Quando escrevemos, estamos cegos. E nem sequer podemos apalpar o terreno, porque temos as mãos atadas.
O que quero dizer com isto?
Olhem para alguém a conversar: quem fala vê a reacção às suas palavras em tempo real, adapta o tom a essa reacção, volta atrás, pára, consegue perceber se o outro está a compreender ou não. Quando chega a sua altura de ouvir, sorri ou franze o sobrolho — ou usa um dos muitos gestos da cara ou do corpo que tornam as conversas muito vivas e interessantes.
Ora, quando estamos a escrever, é como se estivéssemos a falar com uma venda nos olhos: não vemos quem nos ouve, às vezes nem sabemos quem são ou quantos são…
Temos uma venda nos olhos e, ainda por cima, parece que temos as mãos atadas atrás das costas… Se repararem bem, quando conversamos, as nossas mãos mexem-se quase tanto como a língua. Quando escrevemos, as nossas mãos desaparecem e temos palavras apenas, sem tom, sem gesto, sem cheiro.
O alívio que é estar fente a frente, tocar ao de leve no braço da outra pessoa para dizer “vá, estou só a brincar”. Ou então fazer uma cara séria ou ironizar com o tom da voz.
A nossa linguagem e o nosso corpo ligam-se de forma íntima. Quando escrevemos, deixamos as nossas palavras sozinhas, perante o leitor, sem a protecção do nosso corpo e dos nossos gestos.
É por isso que a palavra escrita é tão perigosa. Está sujeita a muitos enganos e não podemos corrigir facilmente um qualquer descuido ou falha de interpretação. Ora, sendo perigosa, é, ainda por cima, mais permanente: a palavra dita da boca para fora pode até ofender, mas se tudo correr bem em breve está esquecida. A palavra escrita fica. E mói. E às vezes engana durante séculos e séculos.
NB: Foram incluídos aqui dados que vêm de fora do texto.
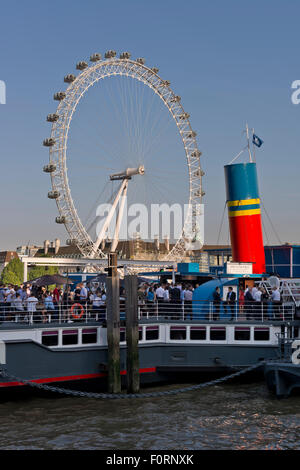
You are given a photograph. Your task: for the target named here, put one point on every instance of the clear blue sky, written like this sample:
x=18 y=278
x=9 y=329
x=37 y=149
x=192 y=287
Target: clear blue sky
x=231 y=62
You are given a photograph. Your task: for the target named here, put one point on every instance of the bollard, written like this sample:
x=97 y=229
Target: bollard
x=113 y=326
x=132 y=334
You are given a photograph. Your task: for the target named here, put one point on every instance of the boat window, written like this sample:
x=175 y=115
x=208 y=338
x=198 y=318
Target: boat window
x=89 y=336
x=242 y=334
x=261 y=334
x=122 y=335
x=152 y=332
x=197 y=333
x=70 y=337
x=178 y=332
x=217 y=334
x=50 y=338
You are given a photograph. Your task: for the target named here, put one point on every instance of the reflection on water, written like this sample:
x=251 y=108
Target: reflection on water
x=236 y=416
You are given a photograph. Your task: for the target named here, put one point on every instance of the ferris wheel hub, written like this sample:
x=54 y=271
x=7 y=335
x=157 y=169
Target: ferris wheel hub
x=128 y=173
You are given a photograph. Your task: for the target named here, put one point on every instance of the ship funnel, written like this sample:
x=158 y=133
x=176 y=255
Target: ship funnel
x=244 y=215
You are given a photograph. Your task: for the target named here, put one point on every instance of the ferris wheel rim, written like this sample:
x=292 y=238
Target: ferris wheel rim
x=60 y=131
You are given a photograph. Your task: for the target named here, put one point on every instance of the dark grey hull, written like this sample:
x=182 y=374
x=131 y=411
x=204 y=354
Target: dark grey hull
x=86 y=367
x=282 y=378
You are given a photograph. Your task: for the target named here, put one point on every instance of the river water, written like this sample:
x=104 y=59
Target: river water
x=227 y=416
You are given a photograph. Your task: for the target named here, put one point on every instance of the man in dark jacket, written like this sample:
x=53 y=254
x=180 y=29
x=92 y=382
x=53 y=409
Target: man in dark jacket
x=175 y=307
x=230 y=300
x=217 y=303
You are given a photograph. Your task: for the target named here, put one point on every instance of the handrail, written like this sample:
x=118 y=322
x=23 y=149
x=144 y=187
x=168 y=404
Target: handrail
x=181 y=310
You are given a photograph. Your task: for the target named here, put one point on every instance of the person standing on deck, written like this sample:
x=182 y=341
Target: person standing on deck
x=230 y=299
x=276 y=300
x=216 y=303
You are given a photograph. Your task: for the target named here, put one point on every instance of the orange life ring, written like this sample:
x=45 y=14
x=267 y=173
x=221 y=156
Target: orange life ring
x=74 y=314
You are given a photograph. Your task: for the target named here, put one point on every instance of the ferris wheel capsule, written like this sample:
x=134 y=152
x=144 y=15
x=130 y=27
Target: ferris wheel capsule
x=52 y=117
x=198 y=173
x=95 y=57
x=184 y=116
x=59 y=96
x=110 y=54
x=48 y=142
x=192 y=134
x=81 y=65
x=60 y=219
x=199 y=193
x=69 y=78
x=53 y=194
x=196 y=154
x=50 y=168
x=125 y=55
x=71 y=241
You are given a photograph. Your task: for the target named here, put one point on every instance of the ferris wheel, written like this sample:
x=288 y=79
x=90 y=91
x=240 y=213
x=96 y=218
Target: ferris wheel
x=106 y=70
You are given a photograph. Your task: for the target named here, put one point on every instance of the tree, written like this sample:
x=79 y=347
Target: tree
x=13 y=273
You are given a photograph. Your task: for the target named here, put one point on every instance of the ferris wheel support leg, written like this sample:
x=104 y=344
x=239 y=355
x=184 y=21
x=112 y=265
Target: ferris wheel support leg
x=119 y=219
x=108 y=219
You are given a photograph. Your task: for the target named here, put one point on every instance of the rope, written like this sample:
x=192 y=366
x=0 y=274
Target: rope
x=111 y=396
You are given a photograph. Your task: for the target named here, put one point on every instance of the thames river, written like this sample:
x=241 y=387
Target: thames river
x=227 y=416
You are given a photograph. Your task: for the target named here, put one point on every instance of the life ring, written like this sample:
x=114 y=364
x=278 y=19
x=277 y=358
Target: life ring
x=81 y=312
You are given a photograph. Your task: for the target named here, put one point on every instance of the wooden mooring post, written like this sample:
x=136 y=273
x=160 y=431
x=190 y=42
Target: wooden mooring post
x=132 y=334
x=113 y=325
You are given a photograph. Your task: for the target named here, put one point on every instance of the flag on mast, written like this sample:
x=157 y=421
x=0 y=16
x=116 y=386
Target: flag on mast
x=257 y=141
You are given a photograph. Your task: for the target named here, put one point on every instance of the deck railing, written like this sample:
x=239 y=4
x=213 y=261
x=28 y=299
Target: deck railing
x=47 y=312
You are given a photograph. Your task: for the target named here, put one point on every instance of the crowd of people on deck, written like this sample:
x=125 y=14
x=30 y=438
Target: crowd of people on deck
x=169 y=300
x=253 y=303
x=21 y=302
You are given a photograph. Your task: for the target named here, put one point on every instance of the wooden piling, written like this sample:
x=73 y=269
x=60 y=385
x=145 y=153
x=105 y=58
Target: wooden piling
x=132 y=334
x=113 y=325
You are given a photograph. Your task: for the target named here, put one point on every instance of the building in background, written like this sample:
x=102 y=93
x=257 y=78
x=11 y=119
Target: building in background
x=27 y=250
x=6 y=257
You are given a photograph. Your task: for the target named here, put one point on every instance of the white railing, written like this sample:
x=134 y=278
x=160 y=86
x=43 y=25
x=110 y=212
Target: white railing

Tudo isto para vos dizer que é por isso mesmo que os bons escritores são génios e o seu trabalho muito mais difícil do que se diz por aí.
Os bons escritores conseguem usar a seu favor as limitações da palavra escrita, criando ambiguidades e pequenas ironias que são a base de muito do prazer da literatura.
Outras vezes, ultrapassam todos esses limites: rasgam a venda e desatam as mãos e fazem-nos crer só com as palavras que estamos mesmo lá, a ouvir aquilo que nos dizem e a ver aquilo que nos contam.